Congress couldn't bring itself to correct this situation entirely, in large part because of opposition from union leaders. But the Senate, in its version of health-care reform, took a step in the right direction with its Cadillac tax. The attraction of the tax is that it raises money to pay for health reform -- about $150 billion from 2013 to 2019 -- while simultaneously making health reform less costly, by reducing the over-consumption of health care. Union leaders strenuously oppose even this change.
One of their arguments is that what is presented as a tax on Cadillac health plans will quickly end up covering Chevys as well. The $23,000 annual limit for a family policy ($8,500 for individuals) would increase annually, growing by the consumer price index plus one percent. The Congressional Joint Committee on Taxation estimates that fewer than 8 percent of taxpayers would be affected in 2013. But if health-care costs continued to rise far faster than inflation, as they have for years, over time the tax would apply to more workers. Whether this is good or bad depends on whether you believe in the basic laws of economics: Employers are willing to pay a certain total compensation, whether as wages or benefits; if benefits become less attractive they will substitute an equivalent amount of cash. As the congressional Joint Committee on Taxation explained, "as consumers spend less on tax-excluded health benefits, their taxable cash wages will rise." Unions contend that their workers will simply lose out, not get higher pay. That contradicts not only economic history and theory but also labor's argument that workers' tax-free benefits must be maintained because they were bargained for in lieu of wages.
Another argument against the Cadillac tax is that it would unfairly apply to policies held by workers who are older, sicker or in higher-cost areas -- not just investment bankers whose plans include free gym memberships.

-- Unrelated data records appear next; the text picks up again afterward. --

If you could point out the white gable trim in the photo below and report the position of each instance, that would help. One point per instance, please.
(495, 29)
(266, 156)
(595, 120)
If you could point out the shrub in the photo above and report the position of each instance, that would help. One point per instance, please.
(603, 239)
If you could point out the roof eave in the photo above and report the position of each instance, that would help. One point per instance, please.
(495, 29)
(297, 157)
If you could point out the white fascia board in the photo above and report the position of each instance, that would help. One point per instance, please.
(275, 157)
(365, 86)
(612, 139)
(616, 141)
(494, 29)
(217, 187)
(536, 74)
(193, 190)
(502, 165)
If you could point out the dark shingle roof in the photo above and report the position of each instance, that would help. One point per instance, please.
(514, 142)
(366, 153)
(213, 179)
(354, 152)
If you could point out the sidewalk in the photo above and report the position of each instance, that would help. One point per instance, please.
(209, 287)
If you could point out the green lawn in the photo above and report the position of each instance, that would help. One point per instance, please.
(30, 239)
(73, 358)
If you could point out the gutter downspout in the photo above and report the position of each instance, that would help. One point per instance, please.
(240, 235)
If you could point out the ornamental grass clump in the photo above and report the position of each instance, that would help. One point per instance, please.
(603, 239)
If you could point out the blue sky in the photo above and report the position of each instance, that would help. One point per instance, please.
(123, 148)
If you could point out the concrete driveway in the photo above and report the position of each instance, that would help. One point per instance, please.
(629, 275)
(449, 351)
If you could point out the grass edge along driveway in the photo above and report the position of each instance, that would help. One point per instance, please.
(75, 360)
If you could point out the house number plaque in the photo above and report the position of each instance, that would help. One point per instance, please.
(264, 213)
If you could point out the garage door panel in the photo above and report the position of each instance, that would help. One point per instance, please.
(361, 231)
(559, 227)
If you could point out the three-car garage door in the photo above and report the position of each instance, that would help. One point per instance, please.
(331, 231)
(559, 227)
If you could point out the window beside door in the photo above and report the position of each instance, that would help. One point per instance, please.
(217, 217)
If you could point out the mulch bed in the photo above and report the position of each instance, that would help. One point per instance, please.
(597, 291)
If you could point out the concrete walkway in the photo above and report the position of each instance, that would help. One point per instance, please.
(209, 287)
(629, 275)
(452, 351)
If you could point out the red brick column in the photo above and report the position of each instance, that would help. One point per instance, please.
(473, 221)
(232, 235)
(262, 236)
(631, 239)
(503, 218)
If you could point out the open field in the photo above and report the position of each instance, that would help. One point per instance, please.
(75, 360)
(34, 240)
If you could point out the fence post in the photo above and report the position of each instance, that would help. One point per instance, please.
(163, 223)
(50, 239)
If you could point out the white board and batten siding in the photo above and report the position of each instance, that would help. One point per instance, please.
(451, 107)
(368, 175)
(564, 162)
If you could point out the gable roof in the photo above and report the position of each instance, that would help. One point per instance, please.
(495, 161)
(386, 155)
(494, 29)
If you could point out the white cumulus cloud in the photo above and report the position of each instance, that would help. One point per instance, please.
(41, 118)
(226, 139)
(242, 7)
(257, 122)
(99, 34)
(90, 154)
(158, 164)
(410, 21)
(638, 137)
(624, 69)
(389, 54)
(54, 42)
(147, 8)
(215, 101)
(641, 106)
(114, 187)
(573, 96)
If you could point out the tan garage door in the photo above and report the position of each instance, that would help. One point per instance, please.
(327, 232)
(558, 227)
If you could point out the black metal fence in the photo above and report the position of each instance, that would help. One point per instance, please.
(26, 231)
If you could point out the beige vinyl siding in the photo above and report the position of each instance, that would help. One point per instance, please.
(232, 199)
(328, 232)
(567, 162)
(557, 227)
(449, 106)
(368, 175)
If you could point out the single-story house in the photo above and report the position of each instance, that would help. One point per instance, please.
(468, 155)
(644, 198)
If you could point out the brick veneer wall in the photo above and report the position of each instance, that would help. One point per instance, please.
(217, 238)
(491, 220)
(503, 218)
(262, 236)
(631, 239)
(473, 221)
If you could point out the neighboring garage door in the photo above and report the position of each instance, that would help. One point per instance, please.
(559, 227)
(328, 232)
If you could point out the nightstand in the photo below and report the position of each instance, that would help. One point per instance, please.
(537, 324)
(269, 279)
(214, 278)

But the Senate plan deals with this objection by pushing up the level at which the tax kicks in ($26,000 for a family plan) for workers in certain industries, including law enforcement officers, construction workers and miners. If anything, the risk is that too many occupations are being carved out. In addition, the thresholds are increased in the 17 highest-cost states by 20 percent in 2013, 10 percent in 2014 and 5 percent in 2015.
The most likely compromise on the tax would raise the threshold even higher, for everyone. That would be a mistake. It would reduce the impact on controlling costs and drain badly needed revenue; a $26,000 threshold would bring in about $100 billion less through 2019 than the existing $23,000 level. Also counterproductive would be any move to further loosen the indexing and let the threshold grow more quickly. The point, after all, is to try to keep the growth of health costs as close as possible to the overall rate of inflation.
The health-care reform bill already does a great deal to increase costs to the government and too little to control health costs over time. Yet President Obama has cited as a chief goal of this reform getting a handle on those costs, which otherwise threaten to bankrupt the government. The administration should use the conference to strengthen, not weaken, the cost-control mechanisms that have survived the legislative process.